Hi everyone,
I am new user of Alteryx, and I would like to scrap a HTML page with Alteryx.
I also began to learn about webscraping.
So, the website that I would like to scrap use a GET method request. I don't know how to use or to set this request.
I've used the download tools but I did not manage to collect the code of the page with informations.
Thank you for helping me to scrap a website.
Hello @ByranCarter12 ,
Have you checked this solution:
https://community.alteryx.com/t5/Alteryx-Designer-Discussions/Web-Scrapping/td-p/604820
It is a good example of how to get the data using GET function.
Regards
Hi @ByranCarter12,
You can use the download tool to retrieve the source-code of a web-page.
Please find attached a sample workflow extracting the HTML code of this specific Community thread.
It also helps to set the headers section in the Download Tool. You can use Chrome's Inspect (Network>>All>>Headers) feature to get a given page's information.
@afv2688, Thank you for your answer. I have read the post and I tried to use the download Tool but It's seems to not working.
In fact, I need to specify on the website search criteria like location, brands... to give me information.

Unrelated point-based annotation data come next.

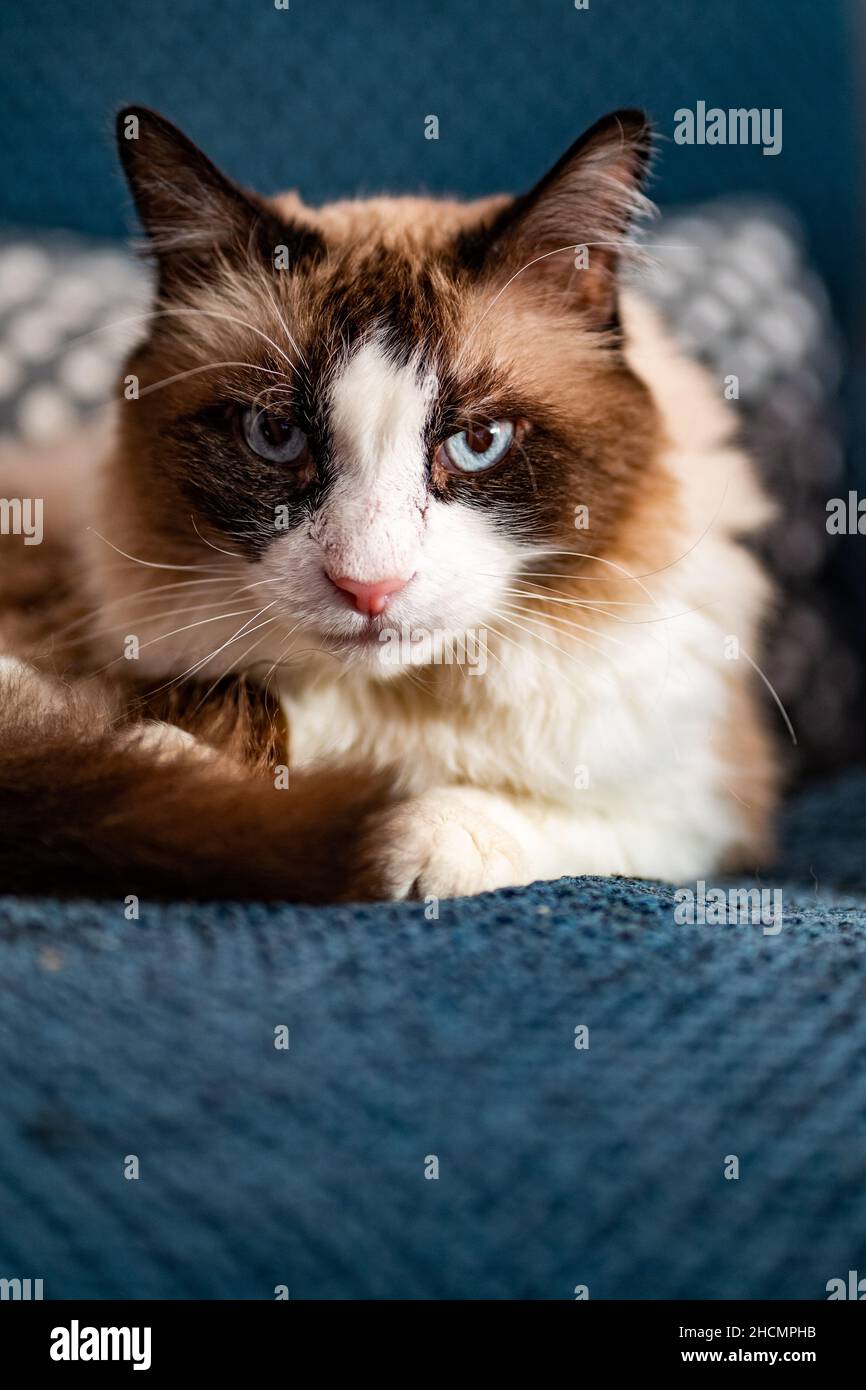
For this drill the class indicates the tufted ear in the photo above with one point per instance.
(191, 211)
(566, 234)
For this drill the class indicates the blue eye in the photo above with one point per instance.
(477, 449)
(271, 438)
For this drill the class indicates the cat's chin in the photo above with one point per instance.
(385, 652)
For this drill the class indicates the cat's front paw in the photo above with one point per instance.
(442, 845)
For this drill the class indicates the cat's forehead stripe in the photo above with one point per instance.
(378, 412)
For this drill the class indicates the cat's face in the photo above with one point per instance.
(378, 413)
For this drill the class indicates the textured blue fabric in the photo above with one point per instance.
(451, 1039)
(331, 96)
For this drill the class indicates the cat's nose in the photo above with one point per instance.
(370, 599)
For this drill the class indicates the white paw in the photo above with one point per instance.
(445, 845)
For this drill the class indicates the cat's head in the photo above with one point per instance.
(378, 413)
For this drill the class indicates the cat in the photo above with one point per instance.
(427, 548)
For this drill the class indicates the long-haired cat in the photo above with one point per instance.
(412, 562)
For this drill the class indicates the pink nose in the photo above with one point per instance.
(370, 599)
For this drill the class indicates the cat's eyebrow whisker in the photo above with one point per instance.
(558, 250)
(195, 371)
(285, 328)
(171, 313)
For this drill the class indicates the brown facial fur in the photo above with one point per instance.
(455, 282)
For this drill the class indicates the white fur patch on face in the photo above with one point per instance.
(371, 523)
(378, 521)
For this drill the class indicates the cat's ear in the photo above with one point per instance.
(191, 211)
(566, 235)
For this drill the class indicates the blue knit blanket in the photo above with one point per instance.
(360, 1102)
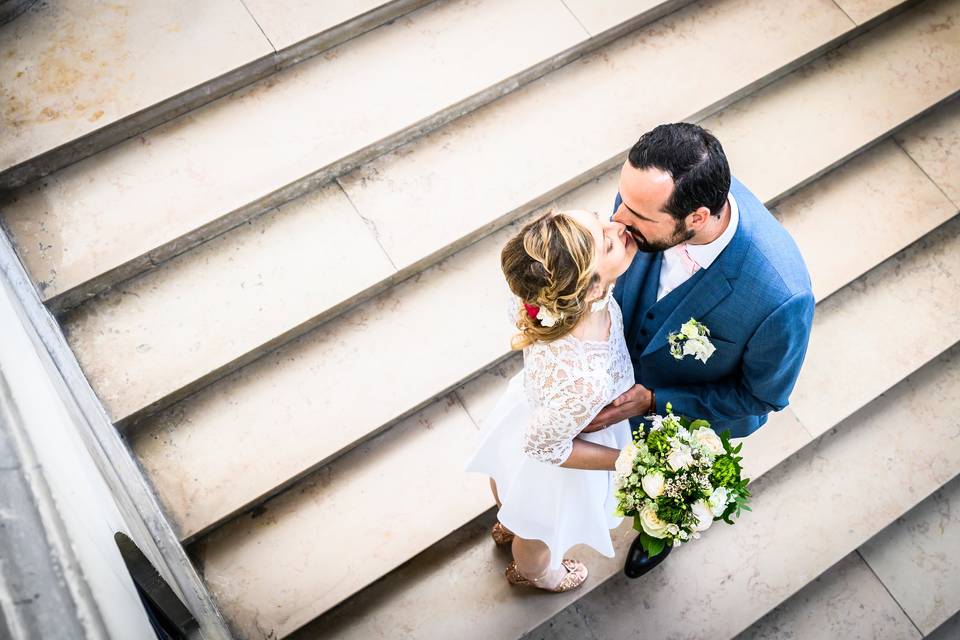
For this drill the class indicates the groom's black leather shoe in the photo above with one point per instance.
(639, 563)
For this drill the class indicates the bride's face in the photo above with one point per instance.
(613, 245)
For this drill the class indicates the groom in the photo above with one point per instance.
(708, 250)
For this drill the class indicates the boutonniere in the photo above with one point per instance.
(693, 339)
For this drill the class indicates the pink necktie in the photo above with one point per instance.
(686, 260)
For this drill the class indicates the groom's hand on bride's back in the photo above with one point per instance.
(635, 401)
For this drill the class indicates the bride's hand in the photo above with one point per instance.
(635, 401)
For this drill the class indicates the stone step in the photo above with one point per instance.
(847, 602)
(254, 301)
(255, 149)
(79, 78)
(901, 584)
(801, 524)
(918, 556)
(884, 180)
(272, 557)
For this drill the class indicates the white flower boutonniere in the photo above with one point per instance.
(693, 339)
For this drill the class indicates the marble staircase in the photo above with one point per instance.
(288, 298)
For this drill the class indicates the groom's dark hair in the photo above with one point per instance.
(694, 159)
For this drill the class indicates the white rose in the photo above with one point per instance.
(690, 329)
(651, 523)
(652, 484)
(701, 509)
(680, 458)
(705, 350)
(718, 501)
(624, 463)
(546, 318)
(709, 440)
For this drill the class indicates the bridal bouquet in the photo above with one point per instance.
(677, 479)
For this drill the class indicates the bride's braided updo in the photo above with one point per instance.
(550, 264)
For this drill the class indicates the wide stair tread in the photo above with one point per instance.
(439, 308)
(246, 153)
(88, 76)
(702, 586)
(253, 293)
(279, 546)
(898, 585)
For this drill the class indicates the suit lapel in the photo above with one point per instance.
(631, 289)
(713, 287)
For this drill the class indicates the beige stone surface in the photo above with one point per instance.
(599, 15)
(80, 221)
(889, 322)
(808, 514)
(287, 22)
(713, 588)
(949, 630)
(847, 602)
(370, 348)
(278, 568)
(918, 556)
(326, 390)
(843, 101)
(209, 306)
(338, 357)
(933, 142)
(862, 213)
(435, 196)
(861, 11)
(69, 68)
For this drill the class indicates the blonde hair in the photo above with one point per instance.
(550, 263)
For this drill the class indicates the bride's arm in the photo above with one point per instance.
(590, 455)
(566, 397)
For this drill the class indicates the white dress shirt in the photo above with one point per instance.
(674, 269)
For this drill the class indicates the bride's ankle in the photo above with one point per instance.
(548, 578)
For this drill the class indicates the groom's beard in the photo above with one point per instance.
(680, 234)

Usually when you do a search on a website, you get a URL like www.website_name.com/?country=UK&brands=whatever
But in my case, I don't get these informations in the URL. So I don't know if there is a script that executes these criteria in separate ways.

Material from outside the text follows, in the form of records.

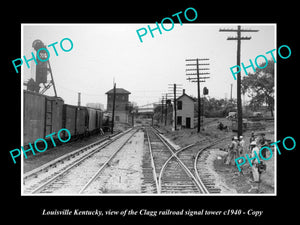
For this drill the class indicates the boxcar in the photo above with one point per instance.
(94, 120)
(75, 119)
(42, 116)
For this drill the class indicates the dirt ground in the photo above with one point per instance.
(229, 174)
(40, 158)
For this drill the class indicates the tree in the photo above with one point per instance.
(259, 86)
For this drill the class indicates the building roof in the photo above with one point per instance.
(118, 91)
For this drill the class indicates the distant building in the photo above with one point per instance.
(122, 104)
(95, 105)
(185, 111)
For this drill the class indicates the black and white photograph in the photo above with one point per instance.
(120, 116)
(176, 113)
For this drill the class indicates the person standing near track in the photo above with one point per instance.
(254, 162)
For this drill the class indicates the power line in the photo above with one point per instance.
(239, 38)
(198, 79)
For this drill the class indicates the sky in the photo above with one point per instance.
(103, 53)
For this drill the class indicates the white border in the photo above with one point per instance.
(154, 195)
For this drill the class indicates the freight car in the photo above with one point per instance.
(44, 115)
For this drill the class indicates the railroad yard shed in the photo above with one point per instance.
(185, 111)
(121, 105)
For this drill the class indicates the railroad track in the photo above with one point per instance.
(184, 172)
(170, 174)
(75, 172)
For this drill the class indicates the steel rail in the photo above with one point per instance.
(153, 164)
(106, 162)
(77, 162)
(69, 155)
(196, 161)
(174, 154)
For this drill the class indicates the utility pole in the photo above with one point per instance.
(198, 79)
(113, 113)
(239, 38)
(79, 98)
(162, 110)
(166, 110)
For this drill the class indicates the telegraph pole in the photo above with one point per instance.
(113, 113)
(197, 79)
(166, 110)
(162, 110)
(239, 38)
(79, 98)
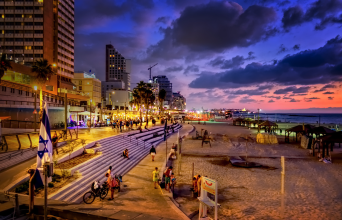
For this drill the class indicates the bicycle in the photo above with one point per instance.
(96, 191)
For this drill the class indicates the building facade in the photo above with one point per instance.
(118, 99)
(115, 84)
(89, 85)
(36, 29)
(164, 83)
(178, 101)
(117, 67)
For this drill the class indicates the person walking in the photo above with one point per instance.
(153, 152)
(54, 143)
(155, 177)
(110, 182)
(167, 174)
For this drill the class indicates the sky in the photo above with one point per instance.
(277, 55)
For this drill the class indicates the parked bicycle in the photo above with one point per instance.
(96, 191)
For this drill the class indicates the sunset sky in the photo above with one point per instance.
(276, 55)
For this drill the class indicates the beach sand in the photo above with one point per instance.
(312, 188)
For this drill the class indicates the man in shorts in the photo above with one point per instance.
(167, 174)
(155, 177)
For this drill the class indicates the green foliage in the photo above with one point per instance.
(4, 65)
(23, 187)
(56, 178)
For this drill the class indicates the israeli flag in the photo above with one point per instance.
(45, 144)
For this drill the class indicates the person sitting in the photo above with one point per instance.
(173, 182)
(206, 138)
(125, 153)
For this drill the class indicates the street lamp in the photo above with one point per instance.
(35, 108)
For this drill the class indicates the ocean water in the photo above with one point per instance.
(330, 119)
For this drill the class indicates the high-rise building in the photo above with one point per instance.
(117, 67)
(165, 84)
(36, 29)
(89, 85)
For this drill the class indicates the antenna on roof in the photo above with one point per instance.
(150, 69)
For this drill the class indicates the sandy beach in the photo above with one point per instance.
(312, 188)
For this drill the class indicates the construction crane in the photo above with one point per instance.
(150, 69)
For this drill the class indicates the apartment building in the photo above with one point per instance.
(36, 29)
(89, 85)
(164, 83)
(117, 67)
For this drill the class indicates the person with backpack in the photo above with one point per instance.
(155, 177)
(153, 152)
(167, 174)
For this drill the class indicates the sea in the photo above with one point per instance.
(321, 118)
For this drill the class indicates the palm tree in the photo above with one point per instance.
(161, 98)
(149, 98)
(4, 65)
(44, 73)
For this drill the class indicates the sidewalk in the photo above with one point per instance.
(11, 174)
(138, 199)
(138, 193)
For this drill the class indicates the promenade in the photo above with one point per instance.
(138, 198)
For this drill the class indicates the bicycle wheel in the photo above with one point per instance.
(89, 197)
(104, 192)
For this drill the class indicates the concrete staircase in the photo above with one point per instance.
(138, 144)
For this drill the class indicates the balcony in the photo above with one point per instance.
(28, 19)
(28, 11)
(38, 19)
(28, 59)
(28, 3)
(28, 28)
(9, 19)
(18, 11)
(28, 43)
(38, 35)
(9, 3)
(28, 35)
(38, 3)
(38, 12)
(38, 43)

In any case, I don't get the result of the search in the HTML code but rather the search criteria for example: input type = "checkbox"
Here I do not know if I should create a specific request to integrate it when downloading the code. That's why I was asking if it possible to parameterize a request with the GET method.
Thank you.
My experience with web scrapes... You can do it in Alteryx, but it can be a bit cumbersome (and I had a few ACE's from one of Alteryx's partners help setup my Alteryx derived solution). UI Path can be much quicker. Plus, it exports to Excel. You can then use Alteryx for further analysis. But, without knowing your target URL it is a bit difficult to troubleshoot. That said, I'd trust @afv2688 first.